Thursday, October 1, 2009

10/1 - Cherish Each Moment

The Holy Spirit spoke these words to me this morning: Cherish each moment. There are some very good applications of this in my life now - our pregnancy, designing the nursery, dramatic changes in our family, employment, etc. I need to pause sometimes and just cherish the blessings I have because these moments don't last forever. With less than 2 months to go before Joshua comes, I'll cherish what I have because soon, there will be a whole new set of moments to cherish. In the case of employment, clearly there's no guarantees. It's easy to get caught up with my fellow employees in complaining about how our health care costs are increasing and job stability isn't what it used to be, but if we miss the fact that we're yet having these conversations at work, we miss the blessing God has for us.

When these words were given to me, it actually had nothing to do with any of that stuff. They came as I prayed for the lost souls in my circle of family & friends. I pray often that God would use me to present the gospel to them in a relevant manner that they may be moved toward a decision for Christ & no longer persist on their present path. However, when I'm with them, I can so easy become susceptible to that deceitful voice that says, "Now isn't a good time," "Everybodys happy now, just wait until later," or "It'd be awkward to bring that up now." So as I prayed the question became, when is the right time? The right time has to be anytime before that person leaves this earth. And since we can't guarantee that we or anyone else will live beyond any given moment, the obvious answer became that the time is now. Cherish each moment because there may not be a next.

Now I'm not saying that every moment of everyday is to be spent evangelizing.
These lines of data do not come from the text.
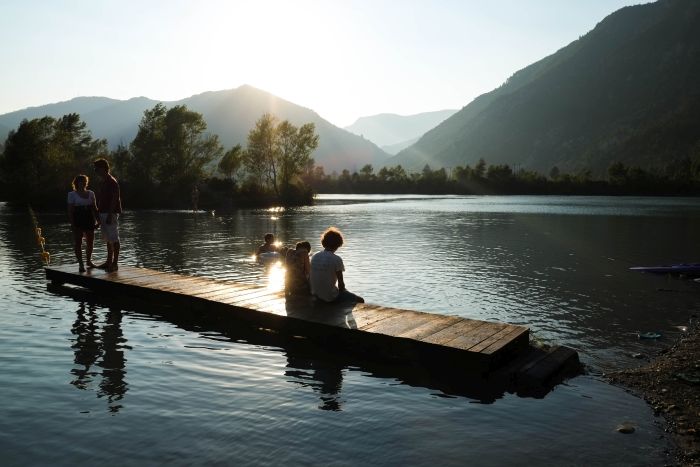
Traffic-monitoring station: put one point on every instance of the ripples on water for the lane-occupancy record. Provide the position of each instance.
(87, 380)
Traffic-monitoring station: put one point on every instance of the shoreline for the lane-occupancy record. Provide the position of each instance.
(670, 384)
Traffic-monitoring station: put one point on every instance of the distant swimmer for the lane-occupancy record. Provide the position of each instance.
(268, 246)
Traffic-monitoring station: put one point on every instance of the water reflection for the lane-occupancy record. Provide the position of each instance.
(323, 377)
(102, 346)
(315, 363)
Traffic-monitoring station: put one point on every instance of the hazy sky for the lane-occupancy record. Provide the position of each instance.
(343, 59)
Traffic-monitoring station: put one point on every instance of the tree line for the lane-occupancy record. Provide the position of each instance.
(171, 159)
(676, 178)
(173, 162)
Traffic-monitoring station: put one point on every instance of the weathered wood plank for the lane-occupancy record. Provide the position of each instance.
(454, 331)
(468, 340)
(372, 327)
(439, 323)
(402, 322)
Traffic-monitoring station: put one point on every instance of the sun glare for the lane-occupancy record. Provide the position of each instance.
(275, 277)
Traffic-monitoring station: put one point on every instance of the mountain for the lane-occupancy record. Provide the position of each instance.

That would be ridiculous. The way this applies to me (and this maybe different for you) is that I no longer need to delay having conversations with people about Christ whom I know God has led me to talk to. Once the conversation has been had, maybe a decision is made, maybe it's not. Maybe I'll talk to that person about God again, maybe I wont. The key is that I become obedient to the Spirit of God and no longer sin in my procrastination.

Read Matthew 24:36-51, or even the whole chapter. It could really bless you today.